Priming the Pump for Reading Inspiration
Several months ago, there was a BIG celebration. A celebration that as a school principal I’ve been a part of for many years. What’s that celebration, you ask? Well…it was the celebration of Dr. Seuss’s Birthday – which, for most, is really a celebration of reading.
The beauty of this event for most of the schools in the US is that everyone is primed for it! This happens through great sites on the web like Seussville.com and NEA.org. Everyone is in on the act, especially at the elementary school level. Kids running around with red and white striped hats, doors decorated with Dr. Seuss characters, and maybe even a school assembly.
The problem is that when all the dust settles and the day is over, the reading doldrums set back in. I can say this from experience as I’ve witnessed it myself in schools where I’ve been the principal.
So…how do we keep the pump primed for reading? Primed for the inspiration that reading can bring to our schools and classrooms?
Here are three reminders to support you in keeping the inspiration for reading alive!
1) Read Aloud Everyday
No matter what grade level, kids love to be read to! I was a big proponent of this as a teacher and as a principal. As a teacher, my grade level team had “Reading Aloud” as a daily activity in our lesson plans, no matter what. We planned a time that seemed to work best for our grade level. Sometimes it was after recess, after lunch or as a transition activity– but we did it faithfully every day. The book might have been part of the week’s lesson focus. Other times, it was a book that the class had chosen. Regardless of how the book was selected, this “Reading Aloud” time was a welcome, relaxing, inspiring time of the day for our classrooms. As a principal, I promoted “read alouds” by setting dates with my teachers to come into their rooms and read to their classes every day. My teachers and I loved this and so did the students. It modeled the importance of reading for our kids, and it helped them to see the principal as an active reader.
2) Do D.E.A.R. Everyday
D.E.A.R. stands for Drop Everything and Read. D.E.A.R. was once a prominent daily activity, before standards and test scores began to dominate our time. But D.E.A.R. doesn’t have to take much time. Setting aside a regular time, even 10 minutes, wherein kids can read silently everyday is still seen as a critical support to reading success. And before you say that it can’t be done, know that it can. Even your non-readers will benefit from this activity. You can pair them with a friend, take time to read with them, or have them follow along silently with an audio book. However you do it, it will continue to prime the pump to inspire reading as an important time in your daily classroom routine.

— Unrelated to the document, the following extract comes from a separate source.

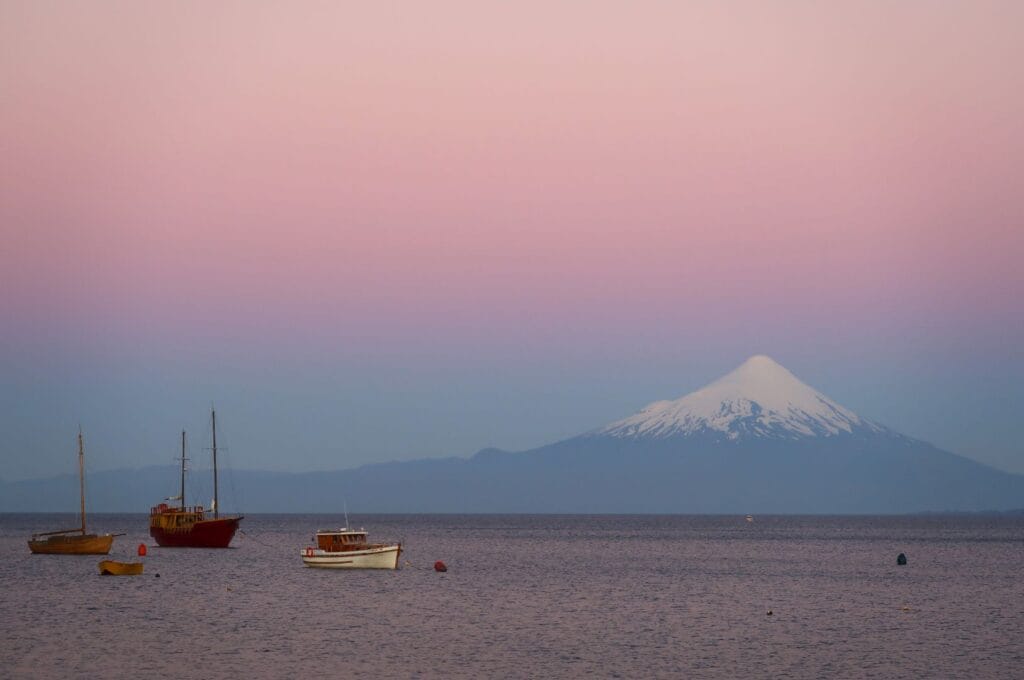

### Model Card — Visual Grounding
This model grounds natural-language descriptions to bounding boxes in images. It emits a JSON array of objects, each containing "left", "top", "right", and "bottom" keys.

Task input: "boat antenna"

3) Celebrate Reading Every Month
Read Across America is typically a day filled with tons of celebrations. So, why wait till one day in March? Why not set a monthly time to celebrate the joy of reading? It can be as simple as asking a co-teacher to read to your class, having parents sign up to read, or even having community members to come to your class and read aloud once a month. Get a room parent to organize it – or, if your students are older, they can be the ones to schedule the monthly reader and celebration. Get parents to volunteer to bring a simple, healthy snack to make the monthly celebration a little more festive. Advertise it in your class newsletter, website, or with your local media. You might even get a local shop owner to sponsor the monthly event! As a principal, I completely supported the idea of hosting ongoing reading celebrations at my schools. I’m sure your principal will also be an enthusiastic supporter.
As a former principal, I share these three suggestions because it’s easy in our daily work as educators to get caught up with the business of standards, lessons and tests. And even though those things have an important place in our work, when we are busy with all the daily commitments, we forget about the beauty that reading a great book for pleasure can bring. Not only to ourselves, but to the students that we serve.
So…let the daily reading rituals begin! Let your classroom reading times be the pump that primes daily reading inspiration!